P&G argued that the challenged statements didn’t explicitly
say the Products are healthy and safe for consumption and “courts have rejected
efforts like Plaintiffs’ to ‘allege[ ] that a consumer will read a true
statement on a package and will then ... assume things about the products other
than what the statement actually says.’ ”
But the reasonable consumer test is usually a question of
fact unless a plaintiff’s proposed reading is “patently implausible and
unrealistic.” So the court proceeded to evaluate specific package statements.
“#1 Doctor Recommended Brand”: Bates v. Abbott Lab’ys, 727
F. Supp. 3d 194 (N.D.N.Y. 2024), aff’d, No. 24-CV-919, 2025 WL 65668 (2d Cir.
Jan. 10, 2025) (summary order), rejected an argument “#1 Doctor Recommended
Brand” was actionable under the GBL because the product—a nutrition drink—had added
sugar. But “[a] consumer who agrees that any added sugar in a nutrition drink
undermines its health benefits can obtain that information from the label,”
which listed sugar as an ingredient, so “#1 Doctor Recommended Brand” was not
misleading. But “the deception alleged here is different in kind than that
alleged in Bates, both in terms of the scope of the omission (some
disclosure about the sugar versus none about the lead) and the danger presented
by the ingredient at issue (lead versus sugar). And, this difference is
dispositive because the complete failure to mention the presence of a harmful
substance such as lead makes any claim about the Products’ brand being doctor
recommended plausibly misleading since it suggests that ‘the Products have been
evaluated and approved by doctors as healthy and safe when taken as directed.’”

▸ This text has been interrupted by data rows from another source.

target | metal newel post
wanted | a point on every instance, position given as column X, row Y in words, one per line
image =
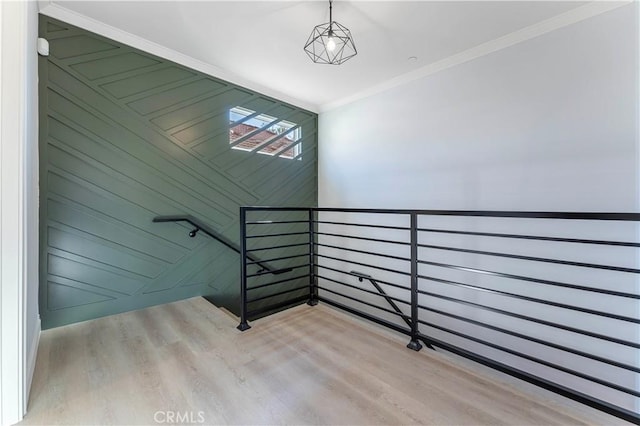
column 313, row 290
column 414, row 343
column 243, row 271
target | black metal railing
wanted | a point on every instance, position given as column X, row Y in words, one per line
column 201, row 226
column 551, row 298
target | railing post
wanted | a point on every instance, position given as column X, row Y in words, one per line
column 414, row 343
column 243, row 271
column 313, row 289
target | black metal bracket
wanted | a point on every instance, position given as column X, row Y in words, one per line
column 414, row 344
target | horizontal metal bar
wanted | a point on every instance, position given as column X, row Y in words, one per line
column 274, row 222
column 365, row 252
column 538, row 381
column 532, row 319
column 366, row 316
column 530, row 279
column 276, row 306
column 357, row 275
column 375, row 293
column 276, row 282
column 534, row 259
column 363, row 264
column 537, row 360
column 532, row 237
column 278, row 247
column 533, row 339
column 362, row 302
column 377, row 240
column 532, row 299
column 362, row 225
column 633, row 217
column 284, row 234
column 281, row 258
column 280, row 293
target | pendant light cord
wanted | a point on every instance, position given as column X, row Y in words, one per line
column 330, row 15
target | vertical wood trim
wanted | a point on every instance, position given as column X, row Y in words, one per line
column 12, row 141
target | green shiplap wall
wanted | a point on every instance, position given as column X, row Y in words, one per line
column 126, row 136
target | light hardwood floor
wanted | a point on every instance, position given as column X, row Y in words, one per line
column 302, row 366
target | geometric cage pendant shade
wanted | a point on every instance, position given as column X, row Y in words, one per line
column 330, row 43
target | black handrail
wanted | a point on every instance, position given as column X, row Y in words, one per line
column 200, row 226
column 427, row 312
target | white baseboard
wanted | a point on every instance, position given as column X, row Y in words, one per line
column 31, row 362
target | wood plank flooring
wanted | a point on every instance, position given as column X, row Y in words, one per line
column 185, row 362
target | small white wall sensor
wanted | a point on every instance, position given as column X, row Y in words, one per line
column 43, row 46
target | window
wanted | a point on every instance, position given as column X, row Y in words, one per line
column 252, row 131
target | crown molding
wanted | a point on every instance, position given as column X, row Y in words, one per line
column 559, row 21
column 49, row 8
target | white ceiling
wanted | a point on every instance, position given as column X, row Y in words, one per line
column 260, row 42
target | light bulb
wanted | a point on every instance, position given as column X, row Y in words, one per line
column 331, row 44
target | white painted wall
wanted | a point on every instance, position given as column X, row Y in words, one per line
column 549, row 124
column 19, row 322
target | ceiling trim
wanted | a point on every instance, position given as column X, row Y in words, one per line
column 63, row 14
column 564, row 19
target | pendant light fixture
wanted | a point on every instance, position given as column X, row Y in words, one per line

However, it was not plausible that claims that the packaging
was tamper-evident misled reasonable consumers by “reassur[ing] [them] that a
product is free from toxic adulterants like lead.” This wasn’t a case about
tampering.
So too with the “Better Choices for Life” statement that
appears as part of the American Diabetes Association seal on the packaging. When
viewed in context of the logo in which it appears, no reasonable consumer could
read “Better Choices for Life” as anything other than an endorsement by the
American Diabetes Association.
“Helps Support: Appetite Control* ... [and] Digestive
Health*”: Even though the challenged statement refers to “the specific effects
of consuming fiber” and not the overall ingredients, deceptiveness was a fact
question.
Omission: P&G argued that, because a March 2021 Consumer
Lab report revealed that lead was found in various Metamucil products, plaintiffs
couldn’t allege that its presence was “material information” that was
exclusively within P&G’s control. Some courts interpreting NY law have gone
so far as to require plaintiffs to plausibly allege they “could not ‘reasonably
have obtained the [omitted] information[,]’ ” with “[o]ne example—though not
the only example—of how to meet that standard is if the defendant ‘alone
possesses [the omitted] information.’ ” Figuring out whether the information
was discoverable by a reasonable consumer would require factual development.